Being away from my wife was incredibly difficult. We had never been apart for more than 10 days. As time went on I could feel a weakness inside of me – a part of me missing, and there is nothing that helps the situation except to look forward to when I get to fly to CO to get my family – I will come back for my bride.
At my daughter’s wedding, there are several things I can expect. I have been involved in a lot of weddings – I’ve officiated, been a best man twice, groomsman, usher, musician, and attendee. And I know that when I prepare to walk down the aisle with my daughter, she will be the most beautiful she has ever been – she will be prepared. I also know that as we approach the altar, for her, everyone in that room will disappear except for the man she loves – the one for whom she has prepared.

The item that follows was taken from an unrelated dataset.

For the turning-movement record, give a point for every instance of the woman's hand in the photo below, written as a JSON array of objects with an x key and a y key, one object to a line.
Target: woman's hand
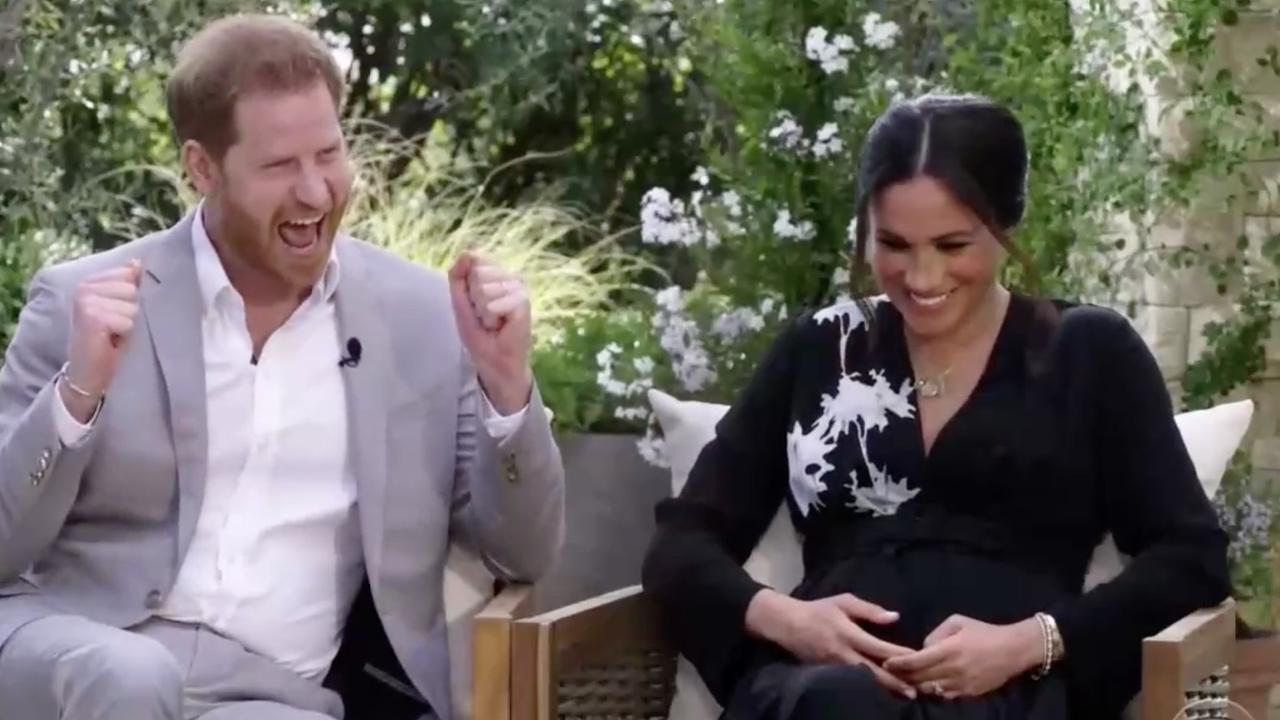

If we are the bride, what will we look like when we begin to walk toward the aisle? If we consider that like me in MO, Christ is eagerly anticipating coming back for His bride, this means that His return to us is just as joyful for Him as for us. Revelation 19:7 reads: “Let us rejoice and exult and give him the glory, for the marriage of the Lamb has come, and his Bride has made herself ready; it was granted her to clothe herself with fine linen, bright and pure”— for the fine linen is the righteous deeds of the saints.” The wedding is coming and we have to prepare.
If I consider the two things I know that will happen with my daughter, it means that I need to pay attention to the image I present when our bridegroom arrives. Am I doing all I can to clothe myself in righteousness? Am I chasing that fine linen of righteous behavior? Ephesians 5:27 says: “that he might present the church to himself in splendor, without spot or wrinkle or any such thing, that she might be holy and without blemish.”

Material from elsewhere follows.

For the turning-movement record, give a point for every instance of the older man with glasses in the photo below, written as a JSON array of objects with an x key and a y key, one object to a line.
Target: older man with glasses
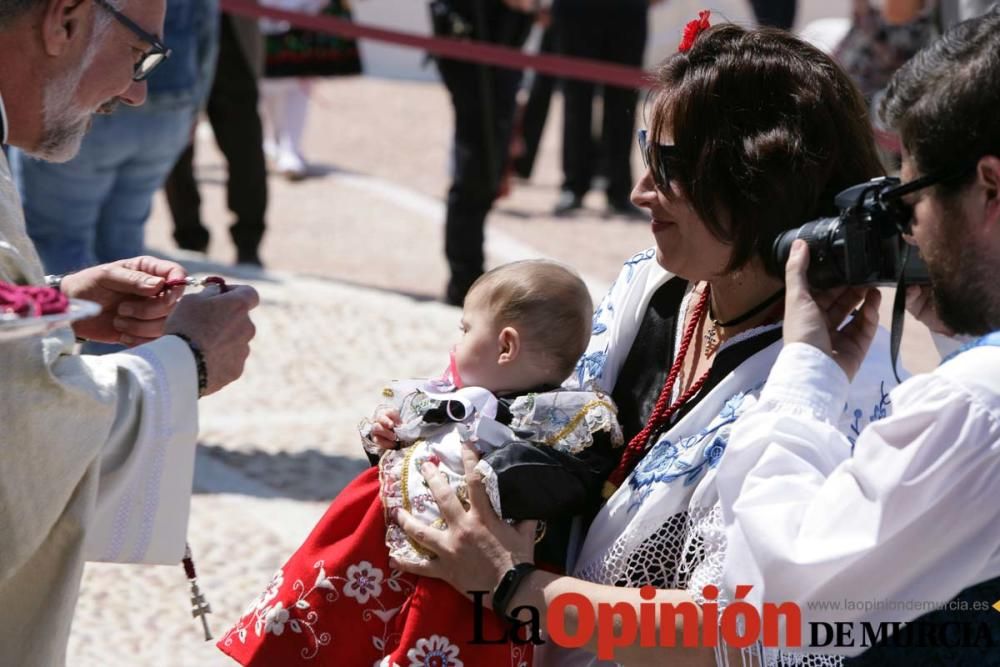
[{"x": 97, "y": 452}]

And even as I prepare, where is my focus? I know what will happen at my daughter’s wedding because I have seen it in countless others, and because I remember seeing my own bride walk down the aisle. At that moment, nothing else matters. For the rest of my life following that moment, everything in this world matters a little less if she is not a part of it. Those are the eyes I want to focus on the Creator – the eyes He undeservedly focuses on me.

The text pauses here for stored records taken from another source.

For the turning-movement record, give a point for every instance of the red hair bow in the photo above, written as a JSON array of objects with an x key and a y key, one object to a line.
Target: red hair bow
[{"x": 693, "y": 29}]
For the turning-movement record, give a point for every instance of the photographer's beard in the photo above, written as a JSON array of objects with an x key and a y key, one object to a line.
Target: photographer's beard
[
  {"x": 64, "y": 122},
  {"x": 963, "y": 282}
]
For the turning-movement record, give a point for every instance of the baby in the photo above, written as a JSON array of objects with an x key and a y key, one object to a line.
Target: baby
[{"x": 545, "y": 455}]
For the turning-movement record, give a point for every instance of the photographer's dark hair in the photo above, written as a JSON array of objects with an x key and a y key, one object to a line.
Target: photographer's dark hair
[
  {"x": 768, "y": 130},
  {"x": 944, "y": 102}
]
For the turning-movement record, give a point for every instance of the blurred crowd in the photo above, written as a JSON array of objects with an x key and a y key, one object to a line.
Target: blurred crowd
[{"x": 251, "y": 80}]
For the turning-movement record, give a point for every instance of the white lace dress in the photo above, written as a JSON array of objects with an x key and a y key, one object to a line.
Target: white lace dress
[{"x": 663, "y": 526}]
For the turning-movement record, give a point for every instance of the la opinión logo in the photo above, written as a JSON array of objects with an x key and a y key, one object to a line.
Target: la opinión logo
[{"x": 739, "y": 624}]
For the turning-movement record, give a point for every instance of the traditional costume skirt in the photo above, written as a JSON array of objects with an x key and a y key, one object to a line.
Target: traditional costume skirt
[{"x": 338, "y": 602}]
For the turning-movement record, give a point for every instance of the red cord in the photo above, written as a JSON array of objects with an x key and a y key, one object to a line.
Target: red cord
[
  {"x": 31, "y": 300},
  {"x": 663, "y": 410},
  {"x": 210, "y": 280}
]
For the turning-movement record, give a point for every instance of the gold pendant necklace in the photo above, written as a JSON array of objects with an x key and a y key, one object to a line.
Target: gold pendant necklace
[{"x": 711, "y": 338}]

It is time we prepare for our bridegroom. This means that we need to approach with a devotion and anticipation of an eternity with the one who loves us most. As you consider your own marriage, consider the love, the sense of protection, the companionship – and recognize that our relationship with God has always been meant to be the model for these things in our marriages. God is the bridegroom and we are the blushing bride – loved, protected, and eagerly awaited by the one who has called us home.
I am so happy for you and your daughter. Happy Blessing to both of you.